# chamonix



## killclimbz (Aug 10, 2007)

No idea, but there is a ton of stuff. Bring your ice axe, crampons, and climbing harness.


----------



## bordnut (Mar 18, 2010)

mmm ....planning on going down not up ....


----------



## bordnut (Mar 18, 2010)

After reading up on the internet you are dead right !!I thought you were joking ....sorry about that!!


----------



## cla10beck (Feb 16, 2010)

Grand montet is where its at


----------



## thetraveler (Feb 24, 2010)

i spent a season there 2 years ago. here's my suggestions on what to expect/do:

-the different ski areas/domains are pretty dispersed - you will have to take lots of buses around. try not to get pissed about that.

-everything is extortionately expensive, from food and drink to liftpasses. this is totally down to the name of the resort and nothing to do with what you're getting. it has some of the most antiquated lift infrastructure you will ever see. try not to get pissed about that.

-the different ski areas (5 of them i think) are laying at different altitudes and different exposures and can be as much as 45 minutes away from each other. this means you should check the forecast for the next day(s) and plan where you will go accordingly. south facing areas will get nice and sunny in the morning and turn to slush around 12/13 o'clock to the point of being unrideable. north facing areas will be icy in the mornings but may get some sunshine as the sun goes further west in the afternoons making them best in those after lunch. 

-go to the mountain guides lodge/main ski school lodge for the best/most up to date information on weather and mountain conditions. befriend the mountain guides there who are basically freelancers and pump them for information. don't expect to find many who snowboard though. this lodge/office is in the centre of town Chamonix, just up from the main tourist office.

-be smart about going off-piste. quite a few of the ski areas have glaciers and that also means crevasses. its an awe and respect inspiring mountain range (i guarantee unlike anything you've seen before) and if you have any sense it will make you shit yourself even thinking about going off-piste unguided. so, don't do it! get a mountain guide if you want to go off-piste and otherwise stick to groomers. 

-if you can, do the vallee blanche (guided run). its a 20km run from 3800m down a glacier to the bottom of the valley, if you get a bluebird day. it may not be the best run but it will be an extraordinary experience, part of which is going up in a gondola that goes almost vertically up to a massive station built into jagged cliffs at the peak which is at 3900m. 

-Grand Montets is a nice ski area but my absolute favorite was Flegere-Brevent. That place was a lot less crowded, lots and lots of steep runs, and getting suntanned all day. 

-There is a very good and almost totally unused DC snowboard park in Les Houches.
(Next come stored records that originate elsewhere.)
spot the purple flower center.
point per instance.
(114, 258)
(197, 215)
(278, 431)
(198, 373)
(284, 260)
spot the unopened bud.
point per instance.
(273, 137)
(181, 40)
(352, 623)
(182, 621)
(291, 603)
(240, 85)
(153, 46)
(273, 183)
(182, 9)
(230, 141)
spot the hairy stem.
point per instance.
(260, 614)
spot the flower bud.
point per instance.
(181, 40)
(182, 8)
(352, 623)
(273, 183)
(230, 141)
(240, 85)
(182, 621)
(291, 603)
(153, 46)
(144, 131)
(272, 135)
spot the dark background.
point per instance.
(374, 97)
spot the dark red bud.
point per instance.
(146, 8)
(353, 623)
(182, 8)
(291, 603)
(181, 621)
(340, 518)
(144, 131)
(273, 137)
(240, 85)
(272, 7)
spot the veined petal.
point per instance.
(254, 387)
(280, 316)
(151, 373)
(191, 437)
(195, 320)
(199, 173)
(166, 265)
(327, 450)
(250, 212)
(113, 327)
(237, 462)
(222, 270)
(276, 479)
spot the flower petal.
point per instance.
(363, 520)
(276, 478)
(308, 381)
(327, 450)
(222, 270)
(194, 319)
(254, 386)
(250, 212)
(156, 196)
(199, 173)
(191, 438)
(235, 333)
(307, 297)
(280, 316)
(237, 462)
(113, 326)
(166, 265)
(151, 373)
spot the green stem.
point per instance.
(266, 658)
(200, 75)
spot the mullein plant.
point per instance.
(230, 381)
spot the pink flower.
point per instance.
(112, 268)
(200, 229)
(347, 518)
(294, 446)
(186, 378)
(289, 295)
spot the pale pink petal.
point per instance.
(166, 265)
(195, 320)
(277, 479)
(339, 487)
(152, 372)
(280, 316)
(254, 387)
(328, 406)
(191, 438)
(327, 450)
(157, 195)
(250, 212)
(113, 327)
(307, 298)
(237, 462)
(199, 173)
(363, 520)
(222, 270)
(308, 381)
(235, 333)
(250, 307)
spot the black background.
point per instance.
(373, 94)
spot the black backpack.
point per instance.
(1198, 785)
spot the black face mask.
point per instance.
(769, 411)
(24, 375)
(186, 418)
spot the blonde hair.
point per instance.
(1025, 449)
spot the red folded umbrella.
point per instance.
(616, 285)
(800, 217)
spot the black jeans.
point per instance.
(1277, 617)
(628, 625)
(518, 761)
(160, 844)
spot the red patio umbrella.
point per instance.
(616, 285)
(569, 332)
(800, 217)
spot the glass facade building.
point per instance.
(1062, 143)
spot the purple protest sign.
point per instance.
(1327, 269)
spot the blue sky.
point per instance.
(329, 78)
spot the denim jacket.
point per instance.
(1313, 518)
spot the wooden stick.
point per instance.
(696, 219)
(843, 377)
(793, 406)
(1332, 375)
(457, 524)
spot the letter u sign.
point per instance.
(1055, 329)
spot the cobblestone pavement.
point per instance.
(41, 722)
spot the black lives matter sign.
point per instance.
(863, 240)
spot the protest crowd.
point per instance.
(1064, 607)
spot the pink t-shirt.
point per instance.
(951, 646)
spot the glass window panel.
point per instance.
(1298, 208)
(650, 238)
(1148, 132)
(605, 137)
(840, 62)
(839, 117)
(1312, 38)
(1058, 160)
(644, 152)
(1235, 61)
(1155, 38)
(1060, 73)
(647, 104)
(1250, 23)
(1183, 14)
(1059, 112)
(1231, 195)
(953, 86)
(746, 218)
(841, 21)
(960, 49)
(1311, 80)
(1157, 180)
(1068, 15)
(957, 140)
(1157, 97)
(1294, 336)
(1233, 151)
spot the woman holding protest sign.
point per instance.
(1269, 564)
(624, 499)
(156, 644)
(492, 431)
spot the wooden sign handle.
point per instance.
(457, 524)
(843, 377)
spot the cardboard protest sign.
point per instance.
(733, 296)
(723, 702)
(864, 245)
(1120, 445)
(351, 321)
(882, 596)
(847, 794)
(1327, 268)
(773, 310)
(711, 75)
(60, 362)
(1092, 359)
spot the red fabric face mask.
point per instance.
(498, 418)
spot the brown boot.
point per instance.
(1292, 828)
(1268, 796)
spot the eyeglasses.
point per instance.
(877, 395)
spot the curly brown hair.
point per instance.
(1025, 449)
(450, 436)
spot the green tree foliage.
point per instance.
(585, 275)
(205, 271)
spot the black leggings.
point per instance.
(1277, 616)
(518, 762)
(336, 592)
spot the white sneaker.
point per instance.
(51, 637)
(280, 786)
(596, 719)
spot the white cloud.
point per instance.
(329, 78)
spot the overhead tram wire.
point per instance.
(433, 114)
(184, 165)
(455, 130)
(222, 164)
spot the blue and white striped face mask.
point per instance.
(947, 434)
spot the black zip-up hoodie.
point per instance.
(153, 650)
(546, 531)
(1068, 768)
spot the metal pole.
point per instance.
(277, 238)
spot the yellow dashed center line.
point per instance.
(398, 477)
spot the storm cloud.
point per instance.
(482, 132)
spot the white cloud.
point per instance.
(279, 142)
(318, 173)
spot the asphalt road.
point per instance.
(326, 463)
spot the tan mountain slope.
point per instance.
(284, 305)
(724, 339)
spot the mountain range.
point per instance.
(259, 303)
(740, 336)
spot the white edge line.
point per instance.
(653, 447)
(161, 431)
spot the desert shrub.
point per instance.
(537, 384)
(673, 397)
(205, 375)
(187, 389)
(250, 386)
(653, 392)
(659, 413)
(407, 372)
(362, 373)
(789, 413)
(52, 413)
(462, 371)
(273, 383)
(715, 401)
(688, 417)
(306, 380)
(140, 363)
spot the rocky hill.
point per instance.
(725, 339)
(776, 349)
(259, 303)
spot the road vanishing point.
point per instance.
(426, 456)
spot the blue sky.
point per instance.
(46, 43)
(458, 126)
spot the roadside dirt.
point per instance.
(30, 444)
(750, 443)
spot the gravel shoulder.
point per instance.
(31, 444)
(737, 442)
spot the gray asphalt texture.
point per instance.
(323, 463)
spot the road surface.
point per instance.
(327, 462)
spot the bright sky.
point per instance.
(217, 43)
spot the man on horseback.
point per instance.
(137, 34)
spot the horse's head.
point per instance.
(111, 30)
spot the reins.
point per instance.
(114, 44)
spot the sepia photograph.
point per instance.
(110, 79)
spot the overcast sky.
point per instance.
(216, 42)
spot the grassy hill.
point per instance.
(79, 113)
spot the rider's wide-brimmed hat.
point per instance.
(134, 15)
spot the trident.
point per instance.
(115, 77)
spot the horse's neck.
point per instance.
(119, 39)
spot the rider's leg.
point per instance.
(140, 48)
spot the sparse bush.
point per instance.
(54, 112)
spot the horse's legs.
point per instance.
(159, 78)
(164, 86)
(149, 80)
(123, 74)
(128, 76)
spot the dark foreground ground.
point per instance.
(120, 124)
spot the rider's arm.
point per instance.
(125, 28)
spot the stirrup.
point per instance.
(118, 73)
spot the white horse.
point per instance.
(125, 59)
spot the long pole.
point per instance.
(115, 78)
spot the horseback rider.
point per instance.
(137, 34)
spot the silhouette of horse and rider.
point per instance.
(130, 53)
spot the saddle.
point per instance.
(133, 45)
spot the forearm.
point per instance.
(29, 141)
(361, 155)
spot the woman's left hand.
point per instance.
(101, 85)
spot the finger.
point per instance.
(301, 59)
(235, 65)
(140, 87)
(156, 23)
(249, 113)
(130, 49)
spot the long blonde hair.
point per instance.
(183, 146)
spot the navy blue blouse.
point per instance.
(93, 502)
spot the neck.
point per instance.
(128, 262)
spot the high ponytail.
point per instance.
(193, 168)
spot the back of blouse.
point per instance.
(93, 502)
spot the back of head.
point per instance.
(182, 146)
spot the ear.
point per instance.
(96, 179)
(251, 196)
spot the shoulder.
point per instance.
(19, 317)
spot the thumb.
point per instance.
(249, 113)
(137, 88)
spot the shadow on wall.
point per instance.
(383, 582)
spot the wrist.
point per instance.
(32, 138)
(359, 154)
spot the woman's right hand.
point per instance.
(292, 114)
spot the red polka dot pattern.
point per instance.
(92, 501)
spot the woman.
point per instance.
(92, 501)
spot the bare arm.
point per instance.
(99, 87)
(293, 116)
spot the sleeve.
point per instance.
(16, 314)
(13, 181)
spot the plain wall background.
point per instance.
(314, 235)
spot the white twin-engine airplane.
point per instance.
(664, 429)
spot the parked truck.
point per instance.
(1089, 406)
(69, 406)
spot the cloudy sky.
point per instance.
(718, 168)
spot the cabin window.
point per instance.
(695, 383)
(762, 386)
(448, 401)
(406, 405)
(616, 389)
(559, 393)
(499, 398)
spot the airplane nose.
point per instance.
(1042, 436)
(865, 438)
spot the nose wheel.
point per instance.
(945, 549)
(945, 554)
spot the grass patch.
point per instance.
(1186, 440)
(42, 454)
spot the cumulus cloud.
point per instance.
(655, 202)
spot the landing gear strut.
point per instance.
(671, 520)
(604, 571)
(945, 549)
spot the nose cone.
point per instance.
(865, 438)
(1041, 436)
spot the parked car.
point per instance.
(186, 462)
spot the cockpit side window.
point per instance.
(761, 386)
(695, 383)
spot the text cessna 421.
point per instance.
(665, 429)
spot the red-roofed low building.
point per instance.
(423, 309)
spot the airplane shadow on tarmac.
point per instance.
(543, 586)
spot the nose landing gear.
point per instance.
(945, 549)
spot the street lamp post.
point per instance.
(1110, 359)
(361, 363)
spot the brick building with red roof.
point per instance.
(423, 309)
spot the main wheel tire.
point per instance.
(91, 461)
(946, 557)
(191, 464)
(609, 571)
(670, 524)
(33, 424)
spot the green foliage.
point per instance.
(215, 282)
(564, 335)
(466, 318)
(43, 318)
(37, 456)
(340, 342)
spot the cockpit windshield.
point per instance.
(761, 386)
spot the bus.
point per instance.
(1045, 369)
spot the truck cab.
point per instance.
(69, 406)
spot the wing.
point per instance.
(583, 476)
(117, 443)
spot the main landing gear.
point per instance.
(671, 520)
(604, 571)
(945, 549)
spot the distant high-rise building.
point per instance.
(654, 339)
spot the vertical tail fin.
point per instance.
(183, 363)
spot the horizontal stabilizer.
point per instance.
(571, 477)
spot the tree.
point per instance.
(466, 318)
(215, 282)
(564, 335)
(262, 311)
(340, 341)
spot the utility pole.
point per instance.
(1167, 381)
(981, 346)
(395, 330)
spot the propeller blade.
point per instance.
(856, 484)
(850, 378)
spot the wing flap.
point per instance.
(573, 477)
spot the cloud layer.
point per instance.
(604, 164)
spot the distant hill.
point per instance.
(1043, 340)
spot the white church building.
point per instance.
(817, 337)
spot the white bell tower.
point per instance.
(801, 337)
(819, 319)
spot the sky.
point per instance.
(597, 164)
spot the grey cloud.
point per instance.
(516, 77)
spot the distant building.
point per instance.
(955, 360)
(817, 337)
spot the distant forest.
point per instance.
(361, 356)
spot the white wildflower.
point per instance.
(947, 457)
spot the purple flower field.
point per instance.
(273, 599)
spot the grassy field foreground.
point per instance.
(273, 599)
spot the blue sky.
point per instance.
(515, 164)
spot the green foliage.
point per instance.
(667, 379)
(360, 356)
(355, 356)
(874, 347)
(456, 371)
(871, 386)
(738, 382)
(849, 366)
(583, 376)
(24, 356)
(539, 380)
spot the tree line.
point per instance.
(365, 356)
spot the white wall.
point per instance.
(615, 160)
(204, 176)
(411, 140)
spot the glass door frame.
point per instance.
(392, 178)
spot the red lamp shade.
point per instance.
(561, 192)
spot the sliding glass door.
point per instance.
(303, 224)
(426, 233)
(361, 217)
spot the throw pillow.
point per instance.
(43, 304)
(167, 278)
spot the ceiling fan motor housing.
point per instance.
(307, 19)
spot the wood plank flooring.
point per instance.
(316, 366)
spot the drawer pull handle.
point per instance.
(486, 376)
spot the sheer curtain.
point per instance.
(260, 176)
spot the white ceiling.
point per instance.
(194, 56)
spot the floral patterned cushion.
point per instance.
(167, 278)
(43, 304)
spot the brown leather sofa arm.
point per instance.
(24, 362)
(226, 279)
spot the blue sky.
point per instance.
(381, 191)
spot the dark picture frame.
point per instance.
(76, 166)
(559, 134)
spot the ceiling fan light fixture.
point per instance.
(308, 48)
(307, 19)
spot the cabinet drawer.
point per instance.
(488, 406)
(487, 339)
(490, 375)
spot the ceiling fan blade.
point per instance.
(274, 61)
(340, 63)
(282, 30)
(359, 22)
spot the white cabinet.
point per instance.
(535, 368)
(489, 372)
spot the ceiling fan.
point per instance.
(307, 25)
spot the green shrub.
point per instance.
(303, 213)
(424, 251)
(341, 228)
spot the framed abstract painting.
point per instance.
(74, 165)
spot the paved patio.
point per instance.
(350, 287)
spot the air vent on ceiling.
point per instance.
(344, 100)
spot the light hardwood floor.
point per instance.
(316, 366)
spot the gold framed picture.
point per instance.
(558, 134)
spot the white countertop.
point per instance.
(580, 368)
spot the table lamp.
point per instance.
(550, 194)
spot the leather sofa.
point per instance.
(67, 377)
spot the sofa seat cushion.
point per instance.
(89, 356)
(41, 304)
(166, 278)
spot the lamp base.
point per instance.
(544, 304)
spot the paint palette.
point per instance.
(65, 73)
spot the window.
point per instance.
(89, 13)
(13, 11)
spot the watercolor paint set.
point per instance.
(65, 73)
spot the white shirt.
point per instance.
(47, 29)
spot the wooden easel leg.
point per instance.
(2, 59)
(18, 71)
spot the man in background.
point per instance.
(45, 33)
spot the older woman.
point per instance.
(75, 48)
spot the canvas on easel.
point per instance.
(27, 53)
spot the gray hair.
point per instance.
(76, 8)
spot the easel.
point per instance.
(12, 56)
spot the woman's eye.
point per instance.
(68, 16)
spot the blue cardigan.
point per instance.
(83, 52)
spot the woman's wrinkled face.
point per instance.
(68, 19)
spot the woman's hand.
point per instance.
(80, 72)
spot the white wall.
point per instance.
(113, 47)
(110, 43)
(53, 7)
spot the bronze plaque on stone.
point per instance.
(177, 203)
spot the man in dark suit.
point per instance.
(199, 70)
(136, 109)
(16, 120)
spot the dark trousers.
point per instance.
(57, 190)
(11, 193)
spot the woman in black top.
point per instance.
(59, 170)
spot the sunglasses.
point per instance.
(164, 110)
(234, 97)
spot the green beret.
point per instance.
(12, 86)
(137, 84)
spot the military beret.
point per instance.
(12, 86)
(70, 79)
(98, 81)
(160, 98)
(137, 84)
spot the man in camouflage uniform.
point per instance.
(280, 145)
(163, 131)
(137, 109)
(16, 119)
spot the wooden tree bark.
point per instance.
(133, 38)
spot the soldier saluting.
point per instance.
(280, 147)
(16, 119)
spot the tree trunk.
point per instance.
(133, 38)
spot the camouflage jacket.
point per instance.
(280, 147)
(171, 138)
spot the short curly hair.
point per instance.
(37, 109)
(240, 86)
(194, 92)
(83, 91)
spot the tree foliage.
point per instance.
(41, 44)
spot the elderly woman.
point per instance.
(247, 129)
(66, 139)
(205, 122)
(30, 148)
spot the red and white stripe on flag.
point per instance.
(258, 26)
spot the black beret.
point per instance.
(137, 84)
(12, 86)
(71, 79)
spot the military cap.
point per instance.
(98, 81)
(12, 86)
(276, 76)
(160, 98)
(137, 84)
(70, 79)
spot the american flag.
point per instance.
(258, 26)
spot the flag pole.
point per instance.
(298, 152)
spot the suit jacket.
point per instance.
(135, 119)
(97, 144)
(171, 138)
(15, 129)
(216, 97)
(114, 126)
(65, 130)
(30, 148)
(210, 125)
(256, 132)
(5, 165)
-the little chinese place (if it still exists) opposite the cinema in the centre of chamonix town makes excellent food! it was so good i enjoyed that more than fondues and other local food. 

-enjoy!


----------



## Bryan Ferry (Jan 26, 2018)

As someone has mentioned the pistes are dispersed and it can get a little jarring. Some crazy scenery with Grands Montet's Point de Vue probably being the highlight.

The on-piste snowboarding is pretty underwhelming for such a well-known area. I'm sorry to report that eight years on since this thread was started the lifts haven't improved. They're the slowest I've ever experienced. I won't be going back in a hurry, there are far better places in the Alps.

Oh and yeah, be super careful going off piste. It can get nasty very, very quickly. I got myself into a very hairy situation which I hope I never repeat.


----------